For the above reason, I think the kernel indeed has a page table which allows the MMU to translate virtual address above 0xC0000000 to physical. Thus, in what situation we can directly minus the PAGE_OFFSET and in what situation we need the kernel page table?

I may get wrong at the beginning, so please correct.


EDIT

From << Understanding the Linux Virtual Memory Manager >>, where it says kernel page table exists. Now, more confused...

3.6 Kernel Page Tables

When the system first starts, paging is not enabled because page tables do not magically initialize themselves. Each architecture implements this differently so only the x86 case will be discussed. The page table initialization is divided into two phases. The bootstrap phase sets up page tables for just 8MiB so that the paging unit can be enabled. The second phase initializes the rest of the page tables. We discuss both of these phases in the following sections.

3.6.1 Bootstrapping

...

3.6.2 Finalizing

The function responsible for finalizing the page tables is called paging_init(). The call graph for this function on the x86 can be seen on Figure 3.4. enter image description here

The function first calls pagetable_init() to initialize the page tables necessary to reference all physical memory in ZONE_DMA and ZONE_NORMAL. Remember that high memory in ZONE_HIGHMEM cannot be directly referenced and that mappings are set up for it temporarily. For each pgd t used by the kernel, the boot memory allocator (see Chapter 5) is called to allocate a page for the PGD, and the PSE bit will be set if available to use 4MiB TLB entries instead of 4KiB. If the PSE bit is not supported, a page for PTEs will be allocated for each pmd t. If the CPU supports the PGE flag, it also will be set so that the page table entry will be global and visible to all processes.
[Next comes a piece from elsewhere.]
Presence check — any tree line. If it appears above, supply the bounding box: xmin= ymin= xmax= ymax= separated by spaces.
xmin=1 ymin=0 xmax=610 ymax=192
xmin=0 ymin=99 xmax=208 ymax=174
Next, pagetable_init() calls fixrange_init() to set up the fixed address space mappings at the end of the virtual address space starting at FIXADDR_START. These mappings are used for purposes such as the local Advanced Programmable Interrupt Controller (APIC) and the atomic kmappings between FIX_KMAP_BEGIN and FIX_KMAP_END required by kmap_atomic(). Finally, the function calls fixrang_init() to initialize the page table entries required for normal high memory mappings with kmap().

After pagetable_init() returns, the page tables for kernel space are now fully initialized, so the static PGD (swapper_pg_dir) is loaded into the CR3 register so that the static table is now being used by the paging unit.

The next task of the paging_init() is responsible for calling kmap_init() to initialize each of the PTEs with the PAGE_KERNEL protection flags. The final task is to call zone_sizes_init(), which initializes all the zone structures used.

3

3 Answers

0
votes

There is a linear mapping for the first 900MB of physical memory (if it exists), so that the virtual address for that memory is equal to the physical memory plus PAGE_OFFSET. Of course this doesn't prevent the same physical memory from being mapped elsewhere in a process's address space, should the kernel want to use that memory for other purposes.

0
votes

Although linear mapping may seem special to human, it (usually) isn't special in terms of MMU configuration.

So as you said, to translate the virtual address from 3G to 3G+900MB, we can directly minus these addresses with PAGE_OFFSET. Does that mean the kernel does not need any page tables?

It still needs those tables to explain that specific (linear) mapping to MMU. Although there are some special cases like MIPS R3000.

But this does not make sense where CPU executes an instruction that requires address at, say 0xF0000020

I'd ask whether it makes sense to execute instruction at that address in the first place. What I mean is that on system with 256MBs of RAM you won't simply encounter such request (at least assuming code is not buggy).

The point that is confusing for you is IMO: who is responsible for doing address translations? The answer is (again, usually) MMU, implemented in hardware. The page tables are therefore the way to say MMU how it should do such translations - doing that is not kernel responsibility. The kernel just needs to configure MMU.

How the address translation(virt->phy) is performed when CPU requires an address above 0xC0000000?

Just as for the addresses below. This reading may be helpful.

0
votes

In fact your userspace program or even kernel uses virtual addressing. It means that every memory request goes through MMU. If it goes through MMU it uses page tables (see CR3 register on x86)

virtual addr --> MMU --> physical addr 

And kernel doesn't use some magical optimization when you accessing lowmem. Yes lowmem is mapped directly, that's why from humans point of view you can translate virtual addresses of lowmem to physical by a simple subtraction, but CPU does this translation through kernel page tables.